Mony Vibescu est un personnage atypique, roumain, richissime, héréditaire du titre d'Hospodar, c'est-à-dire ce qui pourrait correspondre au titre de sous-préfet, ce dernier s'auto-proclame "prince" trouvant ridicule de recevoir et porter un titre administratif. Lassé de se faire enculer par son ami Brandi Fornoski, vice-consul de Serbie, il décide de partir pour Paris, cette ville où les femmes sont, dit-on, toutes belles et ont aussi le cuisse légère.
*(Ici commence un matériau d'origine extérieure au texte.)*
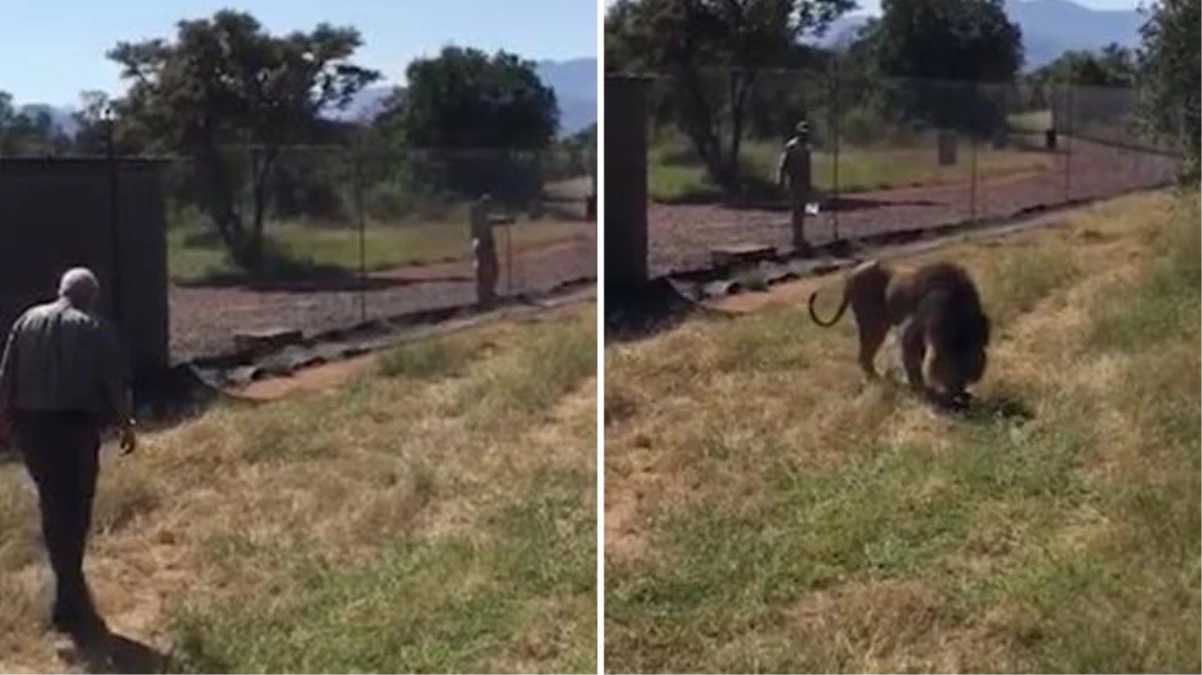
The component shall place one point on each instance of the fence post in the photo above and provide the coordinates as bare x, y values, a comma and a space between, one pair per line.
362, 226
1069, 143
625, 184
509, 255
835, 135
974, 149
114, 217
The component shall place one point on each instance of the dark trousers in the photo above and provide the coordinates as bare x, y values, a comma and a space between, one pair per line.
61, 454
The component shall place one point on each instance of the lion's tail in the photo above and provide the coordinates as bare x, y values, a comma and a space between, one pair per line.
838, 314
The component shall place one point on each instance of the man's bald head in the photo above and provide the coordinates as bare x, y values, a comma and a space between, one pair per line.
79, 287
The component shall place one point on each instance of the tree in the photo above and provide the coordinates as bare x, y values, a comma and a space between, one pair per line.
938, 51
226, 82
476, 120
1172, 65
29, 130
712, 54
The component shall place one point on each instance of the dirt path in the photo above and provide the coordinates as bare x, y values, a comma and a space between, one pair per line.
683, 236
203, 320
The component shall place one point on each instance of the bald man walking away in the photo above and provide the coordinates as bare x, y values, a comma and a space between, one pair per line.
63, 381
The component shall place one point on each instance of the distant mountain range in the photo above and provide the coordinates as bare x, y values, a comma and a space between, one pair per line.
575, 83
1049, 28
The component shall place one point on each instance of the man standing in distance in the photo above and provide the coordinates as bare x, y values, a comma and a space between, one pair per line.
63, 381
483, 249
793, 174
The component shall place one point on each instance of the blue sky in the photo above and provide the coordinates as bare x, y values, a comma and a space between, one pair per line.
874, 5
51, 51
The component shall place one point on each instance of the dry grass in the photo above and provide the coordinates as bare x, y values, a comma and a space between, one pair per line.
769, 512
433, 518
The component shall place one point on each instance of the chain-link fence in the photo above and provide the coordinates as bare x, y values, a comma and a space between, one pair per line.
326, 238
886, 155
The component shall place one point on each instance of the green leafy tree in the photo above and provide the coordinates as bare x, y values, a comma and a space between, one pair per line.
710, 55
474, 123
1172, 64
227, 82
29, 131
935, 53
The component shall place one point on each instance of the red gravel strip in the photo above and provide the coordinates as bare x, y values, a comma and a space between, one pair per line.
203, 320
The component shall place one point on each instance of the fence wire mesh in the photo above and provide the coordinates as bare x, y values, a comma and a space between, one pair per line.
885, 155
326, 238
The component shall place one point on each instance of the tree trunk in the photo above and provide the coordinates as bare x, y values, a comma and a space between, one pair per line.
219, 202
261, 171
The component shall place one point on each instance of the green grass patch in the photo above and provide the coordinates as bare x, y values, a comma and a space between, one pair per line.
676, 177
299, 250
795, 519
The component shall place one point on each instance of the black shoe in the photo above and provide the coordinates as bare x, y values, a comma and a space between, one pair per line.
81, 625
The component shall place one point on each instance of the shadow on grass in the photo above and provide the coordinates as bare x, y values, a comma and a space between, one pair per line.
1000, 407
652, 309
114, 655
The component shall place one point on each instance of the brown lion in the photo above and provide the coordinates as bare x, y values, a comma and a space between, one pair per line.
936, 308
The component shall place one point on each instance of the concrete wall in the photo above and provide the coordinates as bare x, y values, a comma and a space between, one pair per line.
55, 214
625, 184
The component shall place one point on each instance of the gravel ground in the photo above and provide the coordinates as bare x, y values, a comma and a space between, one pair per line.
683, 236
203, 320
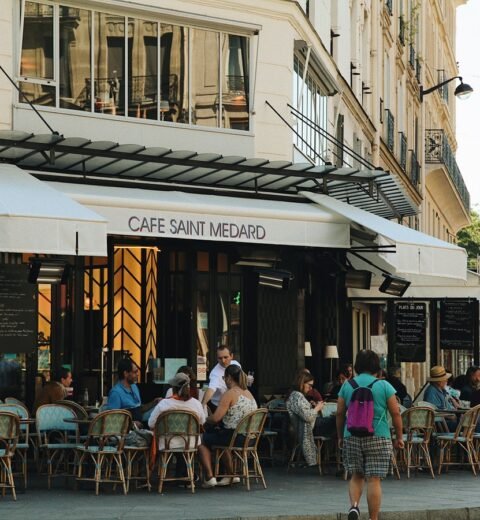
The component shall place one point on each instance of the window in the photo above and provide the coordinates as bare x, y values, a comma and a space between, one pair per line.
82, 59
309, 99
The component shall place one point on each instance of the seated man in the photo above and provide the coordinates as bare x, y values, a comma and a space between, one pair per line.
55, 390
125, 394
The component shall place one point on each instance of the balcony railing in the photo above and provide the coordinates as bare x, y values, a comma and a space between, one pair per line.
389, 130
438, 150
401, 30
402, 139
411, 58
414, 169
389, 6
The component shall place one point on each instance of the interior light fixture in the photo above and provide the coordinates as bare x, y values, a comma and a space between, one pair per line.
275, 278
47, 271
394, 285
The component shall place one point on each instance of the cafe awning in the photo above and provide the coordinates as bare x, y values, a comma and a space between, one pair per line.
183, 215
35, 218
410, 253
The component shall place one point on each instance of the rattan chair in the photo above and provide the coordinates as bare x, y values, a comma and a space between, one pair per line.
24, 437
9, 432
178, 431
418, 425
243, 447
104, 448
463, 438
54, 432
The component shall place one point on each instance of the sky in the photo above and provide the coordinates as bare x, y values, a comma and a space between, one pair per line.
468, 110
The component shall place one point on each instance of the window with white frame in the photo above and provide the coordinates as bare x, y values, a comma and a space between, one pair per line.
107, 63
311, 101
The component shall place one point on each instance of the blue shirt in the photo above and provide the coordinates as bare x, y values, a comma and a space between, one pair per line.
122, 398
437, 397
382, 391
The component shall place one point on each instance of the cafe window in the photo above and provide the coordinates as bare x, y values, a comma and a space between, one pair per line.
81, 59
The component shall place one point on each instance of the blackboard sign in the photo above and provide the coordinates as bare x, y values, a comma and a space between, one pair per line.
457, 319
18, 310
410, 331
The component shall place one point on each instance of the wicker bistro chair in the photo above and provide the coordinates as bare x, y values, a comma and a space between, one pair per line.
243, 446
463, 437
179, 433
54, 434
9, 432
418, 425
104, 447
24, 437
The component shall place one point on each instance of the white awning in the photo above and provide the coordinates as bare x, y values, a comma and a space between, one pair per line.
175, 214
35, 218
415, 253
C'est ainsi que débuteront les aventures du Prince Mony Vibescu qui l'emmèneront à traverser toute l'Europe, en passant par la Serbie pour finir à Port-Arthur en plein conflit russo-japonais.
A travers ce récit,
Apollinaire trace un portrait caustique d'une Europe déchirée par des tensions intestines où fleurit les coups d'État fomentés au service d'intérêts personnels alors que l'Empire Russe affaibli est en lutte avec le Japon pour la domination du Pacifique. L'oeuvre d'
Apollinaire est une satire politique visant à entacher les gouvernants et les puissants qui régissent une Europe vieillissante issue des poncifs décadents du 19ème siècle. Son récit est éminemment subversif et d'une grande richesse et il fourmille d'allusions politiques et militaires et les évènements évoqués et les personnalités citées appartiennent tous à l'histoire.
Le but d'
Apollinaire est évidemment de choquer ses contemporains, avec violence, avec le secret espoir de réveiller les consciences mais sans jamais se départir d'une forte dose d'humour.
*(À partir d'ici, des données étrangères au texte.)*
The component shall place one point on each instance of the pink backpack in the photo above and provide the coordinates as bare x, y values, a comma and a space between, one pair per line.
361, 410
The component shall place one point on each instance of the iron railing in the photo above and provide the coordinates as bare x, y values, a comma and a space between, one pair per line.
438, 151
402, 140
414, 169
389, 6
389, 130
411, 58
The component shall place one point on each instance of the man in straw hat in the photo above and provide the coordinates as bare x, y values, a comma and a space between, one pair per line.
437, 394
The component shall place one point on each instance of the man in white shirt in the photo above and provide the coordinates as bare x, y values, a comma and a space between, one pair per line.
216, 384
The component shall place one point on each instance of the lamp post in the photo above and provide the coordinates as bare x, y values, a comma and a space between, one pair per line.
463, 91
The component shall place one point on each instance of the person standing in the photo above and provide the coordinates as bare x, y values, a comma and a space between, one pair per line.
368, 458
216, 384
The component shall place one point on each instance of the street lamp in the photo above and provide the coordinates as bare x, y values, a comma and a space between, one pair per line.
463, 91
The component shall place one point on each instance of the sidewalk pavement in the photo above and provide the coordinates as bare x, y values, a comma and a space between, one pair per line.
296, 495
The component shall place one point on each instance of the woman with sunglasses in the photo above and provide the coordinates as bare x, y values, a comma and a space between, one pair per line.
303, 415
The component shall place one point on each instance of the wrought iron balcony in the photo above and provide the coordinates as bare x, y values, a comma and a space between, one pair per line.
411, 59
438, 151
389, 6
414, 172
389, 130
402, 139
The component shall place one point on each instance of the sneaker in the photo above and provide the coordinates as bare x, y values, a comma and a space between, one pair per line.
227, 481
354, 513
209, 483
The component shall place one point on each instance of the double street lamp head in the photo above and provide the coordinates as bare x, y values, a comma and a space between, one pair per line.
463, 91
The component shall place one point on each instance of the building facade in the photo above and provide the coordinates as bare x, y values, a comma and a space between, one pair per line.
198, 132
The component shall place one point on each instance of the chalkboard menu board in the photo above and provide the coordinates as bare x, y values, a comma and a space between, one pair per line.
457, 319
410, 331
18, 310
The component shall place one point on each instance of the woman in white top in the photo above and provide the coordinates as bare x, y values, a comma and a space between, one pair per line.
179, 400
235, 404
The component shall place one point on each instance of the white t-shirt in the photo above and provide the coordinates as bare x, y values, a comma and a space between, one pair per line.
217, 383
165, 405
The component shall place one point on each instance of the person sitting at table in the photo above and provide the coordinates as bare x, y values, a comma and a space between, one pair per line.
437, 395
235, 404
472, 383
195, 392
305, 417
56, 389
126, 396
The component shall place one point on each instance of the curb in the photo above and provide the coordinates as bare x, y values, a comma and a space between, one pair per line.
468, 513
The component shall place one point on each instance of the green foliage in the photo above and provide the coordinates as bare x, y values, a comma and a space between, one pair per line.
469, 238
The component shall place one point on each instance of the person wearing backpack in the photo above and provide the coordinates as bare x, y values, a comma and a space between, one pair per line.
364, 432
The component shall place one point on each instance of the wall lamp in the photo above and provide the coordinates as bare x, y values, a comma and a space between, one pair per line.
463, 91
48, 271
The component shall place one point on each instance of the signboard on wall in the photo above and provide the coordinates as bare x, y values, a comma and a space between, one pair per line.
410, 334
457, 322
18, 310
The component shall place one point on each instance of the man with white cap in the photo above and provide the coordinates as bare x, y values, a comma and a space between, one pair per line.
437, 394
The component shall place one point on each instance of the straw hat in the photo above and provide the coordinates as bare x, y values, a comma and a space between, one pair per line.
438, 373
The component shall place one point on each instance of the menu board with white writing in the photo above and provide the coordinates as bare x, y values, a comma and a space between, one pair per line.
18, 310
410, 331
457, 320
Son récit est jouissif, et même si aujourd'hui le contexte historique nous est bien flou (en tout cas pour des lecteurs comme moi peu au fait du contexte politique de l'époque), sa verve et son style font mouche.
Publié en 1907, ce roman est antérieur aux Exploits d'un Jeune don Juan qui paraît bien sage et bien conventionnel face à ce précédent opus. En effet dans
Les Onze Mille Verges, toutes les perversions possibles et imaginables y passent. Pédérastie, pédophilie, scatologie, nécrophilie, ondinisme, onanisme, sadisme, masochisme, meurtres et j'en passe et des meilleurs. Ici on tue des hommes, des femmes, des enfants, des bébés même, sans aucun état d'âme. Enfin bref c'est comme si tout à coup vous étiez dans la peau d'un fornicateur tueur en série et tous ces événements horribles sont racontés avec le plus grand des naturels comme s'il s'agissait de la normalité. Il faut quand même avoir le coeur bien accroché pour en poursuivre la lecture et si le décalage volontaire entre les situations d'une extrême cruauté et la verve jubilatoire dont elles sont racontées ne rendaient pas le récit d'une grande drôlerie, je crois que sa lecture en serait carrément impossible.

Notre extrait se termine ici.